Com o Presidente francês. Não há, para nós, alternativa à austeridade mas há alternativas dentro da austeridade. Já tinha escrito isto mas parece que é preciso escrever uma e outra vez. "Não há alternativa à austeridade como insinuam os sonsos e os prosélitos. O que existe é alternativas "na" austeridade que não esmaguem a economia e que, simultaneamente, favoreçam os "negócios", domésticos ou estrangeiros, de meia dúzia de peralvilhos com ou sem rosto definido. E a despesa pública tem já pouca ou nenhuma margem social para continuar a ser "cortada" quase fundamentalmente à base das pessoas. A coligação no Governo tem de "crescer" para a nação (para a não perder) e não enredar-se em solipsismos mesquinhos e em tacticismos caprichistas de carácter paroquial que só interessam aos parasitas das crises."
3 comentários:
Já reparou que quando um jornalista tem a veleidade de perguntar "o que sugere então?" aos defensores dos outros caminhos eles fazem um sorriso amarelo, incluindo Ferreira Leite e Bagão Félix ?

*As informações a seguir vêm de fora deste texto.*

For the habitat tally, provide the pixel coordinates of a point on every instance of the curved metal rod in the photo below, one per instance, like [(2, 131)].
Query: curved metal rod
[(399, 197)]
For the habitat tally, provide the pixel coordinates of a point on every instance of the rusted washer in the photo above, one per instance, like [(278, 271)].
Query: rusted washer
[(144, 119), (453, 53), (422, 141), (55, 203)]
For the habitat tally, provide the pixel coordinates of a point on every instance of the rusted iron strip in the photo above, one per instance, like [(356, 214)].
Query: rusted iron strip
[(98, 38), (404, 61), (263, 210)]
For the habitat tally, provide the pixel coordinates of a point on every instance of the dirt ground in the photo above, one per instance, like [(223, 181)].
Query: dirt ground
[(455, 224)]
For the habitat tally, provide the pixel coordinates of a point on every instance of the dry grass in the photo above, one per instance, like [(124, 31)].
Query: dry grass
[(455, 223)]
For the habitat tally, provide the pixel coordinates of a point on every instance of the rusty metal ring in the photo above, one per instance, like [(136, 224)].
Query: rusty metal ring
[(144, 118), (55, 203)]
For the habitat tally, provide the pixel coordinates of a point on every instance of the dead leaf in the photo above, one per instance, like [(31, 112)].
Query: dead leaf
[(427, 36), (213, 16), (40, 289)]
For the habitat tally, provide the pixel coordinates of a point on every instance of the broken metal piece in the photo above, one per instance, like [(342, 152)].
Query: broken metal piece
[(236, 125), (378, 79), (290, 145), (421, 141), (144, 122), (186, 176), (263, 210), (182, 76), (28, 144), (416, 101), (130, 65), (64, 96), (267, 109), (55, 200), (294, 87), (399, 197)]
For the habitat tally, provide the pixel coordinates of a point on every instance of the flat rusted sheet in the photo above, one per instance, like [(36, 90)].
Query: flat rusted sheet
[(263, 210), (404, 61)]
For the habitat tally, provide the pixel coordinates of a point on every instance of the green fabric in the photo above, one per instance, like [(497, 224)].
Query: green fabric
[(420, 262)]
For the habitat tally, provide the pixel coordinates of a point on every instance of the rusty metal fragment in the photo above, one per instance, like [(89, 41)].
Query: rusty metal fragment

Há alternativas. Tanto para os gregos como para os espanhóis e para os portugueses, "que estão a pagar caro os desregramentos cometidos por outros".
O homem está cheio de razão: gregos, espanhóis e tugas são apenas, coitaditos, vítimas dos outros.
Ao poupar os autarcas, suas infindáveis rotundas e pavilhões desportivos megalómanos, empresazinhas e outra gracinhas, o Governo está provavelmente a perder mais intenções de voto do que pensa. Nem todos os cidadãos são manipuláveis pelo caciquismo local Quanto às Fundações e às PPP, embora já se saúde alguma coisa, sabe ainda a pouco. E também seria interessante generalizar o uso de "Clios" e, porque não, de bicicletas entre os nossos dignos representantes. Aposto que "o Álvaro" não se importaria de dar o exemplo, pois logo de início demonstrou dispensar mordomias e salamaleques.